History with holes, Peter Russell

Promised New Zealand: Fleeing Nazi Persecution
Freya Klier, translated by Jenny Rawlings
Otago University Press, $45.00,
ISBN 9781877372766

 

Born in East Germany in 1950, Freya Klier is a German filmmaker and author with a history of civil rights activism, which resulted in her being expelled from the GDR in 1988, an experience which helps to explain her interest in the plight of refugees. Her present book was inspired by a chance encounter with the daughter of a German-Jewish couple who had emigrated to New Zealand as refugees from Nazi persecution. Finding that “there was scarcely a mention of New Zealand in German exile research”, and that she had come upon a “dramatic and largely unknown chapter”, she set out to explore the subject, first in Berlin archives and then in those in New Zealand. She also sought out and interviewed German refugees here who were still living, or their descendants. The result was her book Gelobtes Neuseeland, published in Germany in 2006. The German title echoes the biblical “promised land” (in German “das gelobte Land”), but since “gelobt” is the past participle both of “geloben” (pledge, promise) and of “loben” (praise), it also means “Praised New Zealand”. Her book has now been published in English translation.

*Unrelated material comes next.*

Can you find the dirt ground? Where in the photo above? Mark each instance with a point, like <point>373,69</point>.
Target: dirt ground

The book’s chief strength lies in its ingenious format. After a brief introduction to the 24 “people whose stories are told”, we then follow their lives strictly year by year from 1930 to 1948, a chapter per year, different characters coming and going as the narrative proceeds – with an epilogue to update us to the present. The vivid alternation of episodes reminds one of a film documentary. The prose style is novelistic and often racy, an effect of immediacy being achieved also by the use throughout of the present tense. While this makes for gripping, even exciting reading, there is a price: the necessity to introduce material from previous history forces occasional diversions into the past tense which at times read awkwardly and can confuse the chronology.

The author also provides year-by-year political and social background, both for the German-speaking countries of Europe, and for New Zealand. Thus as the cruelly tightening web of exclusion and persecution makes German Jews more and more desperate to emigrate, we at the same time watch the New Zealand Labour government (like other governments, including those of Britain and USA) implementing policies which make it increasingly hard for them to find a haven. Between 1933 and the outbreak of war, New Zealand took in only about 1100 refugees from Central and Eastern Europe: mostly those with money, contacts and good luck. Once here, most refugees further suffered the anguish of not knowing what had happened to family members left behind, and after the outbreak of war they lost all means of finding out. Eventually, rumours of a place called Auschwitz began to reach New Zealand.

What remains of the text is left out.